AIML Monitoring System

When the performance of the AI model gets worse, it may cause a serious decline in quality of service.

So, AI models should be re-trained with newly collected data from real environment before it has a negative impact.

To decide the time to re-train and update model, monitoring system is essential in our AIML Framework.

When a network operator wants to analyze AI model performance and request re-training to ATHP, they need to collect necessary data and develop analysis modules.

To detect AI model performance degradation, there are tons of method according to the characteristics of model.

If a model predicts something, we can calculate the accuracy of the inference with real data after targeting time that model predicted.

If a model decide values of other functions, we can measure the credibility of the models' decision by tracking KPIs collected from the environment.

In the Near-RT RIC, we can monitor three kinds of metrics to evaluate the model.

First, RAN KPIs stored in SDL by KPIMon xApp.

If a model aims to maintain a specific KPI at a high value, the operator needs to monitor the change of the KPI value over time.

Second, models' input/output data and its trend.

Sometimes the deterioration of the KPI can occur by other causes, not the AI model.

Therefore, the operator must also monitor the AI model input/output data.

If input data trend is different from previous trend (or training data trend) , there might be some changes in the network environment.

We can gather these values from both Assist xApp and ML xApp as long as they store the data in the influxDB.

(We can add more function in xAppFW to assist to store those kinds of data easily)

Lastly, operators also might need to check KPI control messages.
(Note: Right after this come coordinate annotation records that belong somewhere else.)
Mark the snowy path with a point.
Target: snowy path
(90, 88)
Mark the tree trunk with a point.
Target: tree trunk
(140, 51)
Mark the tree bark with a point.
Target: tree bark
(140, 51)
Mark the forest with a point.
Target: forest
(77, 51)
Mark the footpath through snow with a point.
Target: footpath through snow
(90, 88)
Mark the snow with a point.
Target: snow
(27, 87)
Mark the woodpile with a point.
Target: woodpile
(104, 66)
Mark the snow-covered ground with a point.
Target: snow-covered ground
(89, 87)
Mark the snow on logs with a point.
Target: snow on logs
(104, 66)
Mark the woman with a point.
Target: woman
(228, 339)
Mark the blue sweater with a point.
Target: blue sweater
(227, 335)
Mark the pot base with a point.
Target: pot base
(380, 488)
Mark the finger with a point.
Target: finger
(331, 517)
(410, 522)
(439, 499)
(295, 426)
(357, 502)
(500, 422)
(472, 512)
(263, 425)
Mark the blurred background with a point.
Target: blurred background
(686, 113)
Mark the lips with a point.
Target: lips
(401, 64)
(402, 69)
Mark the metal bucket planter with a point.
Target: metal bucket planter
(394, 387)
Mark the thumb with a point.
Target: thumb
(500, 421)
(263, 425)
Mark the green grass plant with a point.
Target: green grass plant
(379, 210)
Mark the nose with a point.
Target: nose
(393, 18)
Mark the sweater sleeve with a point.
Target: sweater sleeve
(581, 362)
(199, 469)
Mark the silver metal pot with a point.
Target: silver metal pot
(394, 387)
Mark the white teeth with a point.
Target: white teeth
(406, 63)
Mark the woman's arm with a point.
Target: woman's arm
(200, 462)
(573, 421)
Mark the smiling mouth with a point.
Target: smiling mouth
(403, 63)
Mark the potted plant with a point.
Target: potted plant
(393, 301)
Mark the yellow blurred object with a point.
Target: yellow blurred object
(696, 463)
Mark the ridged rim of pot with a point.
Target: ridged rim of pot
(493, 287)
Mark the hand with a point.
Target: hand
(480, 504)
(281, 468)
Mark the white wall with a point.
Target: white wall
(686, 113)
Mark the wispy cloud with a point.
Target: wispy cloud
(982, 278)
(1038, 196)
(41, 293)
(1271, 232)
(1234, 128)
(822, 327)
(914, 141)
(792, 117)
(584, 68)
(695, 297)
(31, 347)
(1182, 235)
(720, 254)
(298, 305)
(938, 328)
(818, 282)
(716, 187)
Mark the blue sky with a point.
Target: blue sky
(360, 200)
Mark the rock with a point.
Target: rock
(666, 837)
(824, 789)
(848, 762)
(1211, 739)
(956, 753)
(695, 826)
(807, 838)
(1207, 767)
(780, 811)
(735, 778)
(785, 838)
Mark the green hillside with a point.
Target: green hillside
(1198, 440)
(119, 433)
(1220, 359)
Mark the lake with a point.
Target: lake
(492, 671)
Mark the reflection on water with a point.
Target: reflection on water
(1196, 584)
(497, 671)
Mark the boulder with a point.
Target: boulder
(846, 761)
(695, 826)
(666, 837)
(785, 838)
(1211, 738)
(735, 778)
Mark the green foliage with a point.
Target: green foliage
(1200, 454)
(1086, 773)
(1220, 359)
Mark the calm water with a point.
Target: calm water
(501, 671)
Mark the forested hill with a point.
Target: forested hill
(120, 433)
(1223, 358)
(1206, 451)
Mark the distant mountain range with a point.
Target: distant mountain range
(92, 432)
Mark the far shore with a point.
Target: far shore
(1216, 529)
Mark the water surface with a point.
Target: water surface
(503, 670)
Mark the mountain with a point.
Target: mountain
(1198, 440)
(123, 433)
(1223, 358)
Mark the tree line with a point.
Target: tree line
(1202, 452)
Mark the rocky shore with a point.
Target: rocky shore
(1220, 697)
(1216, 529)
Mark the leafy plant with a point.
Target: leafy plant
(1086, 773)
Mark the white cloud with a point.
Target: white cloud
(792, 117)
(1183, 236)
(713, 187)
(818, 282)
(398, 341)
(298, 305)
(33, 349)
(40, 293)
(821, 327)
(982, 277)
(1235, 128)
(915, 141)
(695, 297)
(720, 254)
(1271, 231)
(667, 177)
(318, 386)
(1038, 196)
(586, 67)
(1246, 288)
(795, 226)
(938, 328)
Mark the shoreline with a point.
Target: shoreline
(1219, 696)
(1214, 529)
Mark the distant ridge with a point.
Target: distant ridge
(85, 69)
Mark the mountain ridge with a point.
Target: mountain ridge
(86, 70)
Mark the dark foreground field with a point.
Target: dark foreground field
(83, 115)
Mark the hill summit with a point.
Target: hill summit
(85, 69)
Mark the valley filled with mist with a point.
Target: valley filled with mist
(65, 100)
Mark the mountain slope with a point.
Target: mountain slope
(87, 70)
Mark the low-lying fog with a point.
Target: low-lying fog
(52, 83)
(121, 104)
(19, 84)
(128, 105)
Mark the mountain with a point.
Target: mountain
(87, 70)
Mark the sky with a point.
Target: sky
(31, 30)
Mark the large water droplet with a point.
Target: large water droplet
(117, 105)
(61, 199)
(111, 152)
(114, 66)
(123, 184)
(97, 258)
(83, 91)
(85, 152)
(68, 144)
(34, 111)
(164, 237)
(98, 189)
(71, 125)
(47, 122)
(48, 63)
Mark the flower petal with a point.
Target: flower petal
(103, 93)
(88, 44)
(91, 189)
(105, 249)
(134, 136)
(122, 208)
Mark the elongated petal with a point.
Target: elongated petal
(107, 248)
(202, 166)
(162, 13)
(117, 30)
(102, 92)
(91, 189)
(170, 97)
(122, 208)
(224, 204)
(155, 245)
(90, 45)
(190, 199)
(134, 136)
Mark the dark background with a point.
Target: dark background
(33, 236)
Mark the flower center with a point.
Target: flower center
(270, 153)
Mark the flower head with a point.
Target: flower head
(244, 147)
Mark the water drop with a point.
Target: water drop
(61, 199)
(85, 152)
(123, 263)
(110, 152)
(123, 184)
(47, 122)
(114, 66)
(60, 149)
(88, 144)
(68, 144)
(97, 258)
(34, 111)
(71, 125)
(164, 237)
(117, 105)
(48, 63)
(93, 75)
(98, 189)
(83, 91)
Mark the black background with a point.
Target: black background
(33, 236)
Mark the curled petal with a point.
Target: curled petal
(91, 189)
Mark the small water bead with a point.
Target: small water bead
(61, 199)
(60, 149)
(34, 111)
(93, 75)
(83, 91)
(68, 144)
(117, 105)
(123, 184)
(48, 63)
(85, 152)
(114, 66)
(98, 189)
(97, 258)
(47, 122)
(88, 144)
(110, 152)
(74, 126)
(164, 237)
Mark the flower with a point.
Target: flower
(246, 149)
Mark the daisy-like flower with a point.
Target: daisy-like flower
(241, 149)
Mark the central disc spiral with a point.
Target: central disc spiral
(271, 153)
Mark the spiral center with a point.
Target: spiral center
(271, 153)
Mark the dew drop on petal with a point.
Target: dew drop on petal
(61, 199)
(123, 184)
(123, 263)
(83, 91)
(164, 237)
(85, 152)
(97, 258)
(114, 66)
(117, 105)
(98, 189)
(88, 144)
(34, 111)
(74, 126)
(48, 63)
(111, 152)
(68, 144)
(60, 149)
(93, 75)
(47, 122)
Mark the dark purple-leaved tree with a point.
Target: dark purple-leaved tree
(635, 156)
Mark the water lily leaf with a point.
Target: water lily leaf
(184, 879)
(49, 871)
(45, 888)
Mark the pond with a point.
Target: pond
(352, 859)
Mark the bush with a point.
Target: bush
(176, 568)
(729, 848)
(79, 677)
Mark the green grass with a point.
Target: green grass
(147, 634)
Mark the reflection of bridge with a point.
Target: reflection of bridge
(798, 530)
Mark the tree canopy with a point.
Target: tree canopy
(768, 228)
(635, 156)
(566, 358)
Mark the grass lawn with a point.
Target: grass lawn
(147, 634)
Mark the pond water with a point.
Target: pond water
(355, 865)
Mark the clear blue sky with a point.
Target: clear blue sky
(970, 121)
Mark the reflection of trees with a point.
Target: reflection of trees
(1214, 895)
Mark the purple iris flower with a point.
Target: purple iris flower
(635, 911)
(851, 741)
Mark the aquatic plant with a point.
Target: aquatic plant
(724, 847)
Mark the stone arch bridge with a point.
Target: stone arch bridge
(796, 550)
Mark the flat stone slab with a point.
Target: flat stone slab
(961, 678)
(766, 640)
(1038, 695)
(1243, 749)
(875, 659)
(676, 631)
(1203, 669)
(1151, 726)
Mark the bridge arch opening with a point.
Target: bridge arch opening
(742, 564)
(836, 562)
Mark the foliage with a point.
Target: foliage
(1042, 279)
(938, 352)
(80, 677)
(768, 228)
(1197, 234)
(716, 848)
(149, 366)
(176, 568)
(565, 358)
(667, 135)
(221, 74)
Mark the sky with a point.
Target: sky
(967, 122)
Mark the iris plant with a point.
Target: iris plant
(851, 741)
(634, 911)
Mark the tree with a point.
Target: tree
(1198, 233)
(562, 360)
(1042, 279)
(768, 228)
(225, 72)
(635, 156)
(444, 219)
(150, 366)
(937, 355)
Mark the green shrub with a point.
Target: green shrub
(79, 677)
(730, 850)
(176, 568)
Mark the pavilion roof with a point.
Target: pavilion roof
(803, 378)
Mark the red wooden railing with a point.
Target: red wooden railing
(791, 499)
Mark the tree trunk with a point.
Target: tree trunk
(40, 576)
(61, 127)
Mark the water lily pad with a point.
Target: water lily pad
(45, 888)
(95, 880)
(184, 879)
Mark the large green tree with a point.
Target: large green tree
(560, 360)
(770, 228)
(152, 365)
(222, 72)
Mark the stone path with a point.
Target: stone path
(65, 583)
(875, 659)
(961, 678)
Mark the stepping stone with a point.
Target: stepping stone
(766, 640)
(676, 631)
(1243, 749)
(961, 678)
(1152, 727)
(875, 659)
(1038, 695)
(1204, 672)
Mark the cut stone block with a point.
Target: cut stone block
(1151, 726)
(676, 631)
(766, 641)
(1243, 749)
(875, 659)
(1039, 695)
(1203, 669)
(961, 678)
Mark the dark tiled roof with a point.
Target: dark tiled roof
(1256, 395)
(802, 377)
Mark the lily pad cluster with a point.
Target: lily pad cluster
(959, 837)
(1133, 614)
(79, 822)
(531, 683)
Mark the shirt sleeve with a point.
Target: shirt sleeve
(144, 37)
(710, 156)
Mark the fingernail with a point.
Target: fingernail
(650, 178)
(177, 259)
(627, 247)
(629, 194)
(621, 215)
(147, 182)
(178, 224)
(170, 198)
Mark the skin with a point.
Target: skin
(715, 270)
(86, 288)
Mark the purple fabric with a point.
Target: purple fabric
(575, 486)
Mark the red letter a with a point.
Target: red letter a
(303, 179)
By analyzing not only changes in the environment but also the impact on the network environment of RIC control message generated by AI model,

it can be possible to decide time to update AI model.

Monitoring RIC control messages and KPI values together can help to detect the malfunction of control message

The rapid detection of AI model performance degradation can increase network availability and reduce network operation cost by getting rid of potential risks

Monitoring system consists of a monitoring server deployed in the central cluster, monitoring agents distributed in the RICs, pluggable performance analysis modules and additional functions in the dashboard.

Operators can request and retrieve information of ML xApps (Assist xApp, too) using dashboard.

When a operator request collect data of a specific ML model, the monitoring server requests subscription of metrics stored in the RIC platform to monitoring agents.

This process supposed that KPIs are stored in chronological order in InfluxDB by KPIMon xApp.

In addition, it also assumes that the Assist xApps store the request and response data to/from ML xApps, and even RIC Control message as well. (or ML xApp itself can store the data in influxDB)

The monitoring agent forwards the stored data to the monitoring server.

If all raw data is not necessary to be transferred, basically statistical values such as mean,std,min,max and skew are calculated and sent every 5ms. ( time interval and format is flexible )

Since InfluxDB is default time-series DB in RIC,

we can use its default operations for time-series data. (https://docs.influxdata.com/flux/v0/stdlib/universe/)

The monitoring server stores the statistics data in the InfluxDB in the central cluster.

In the central cluster, several analysis modules can be added to validate model performance.

For example, the trend change detection module can check whether the skew value of model input/output data is out of a certain range.

If the trend of the model input value is changed, we can assume that the characteristics of the environment might be changed.

If the trend of the output value is changed, we also can think that there is something wrong with the model iteself.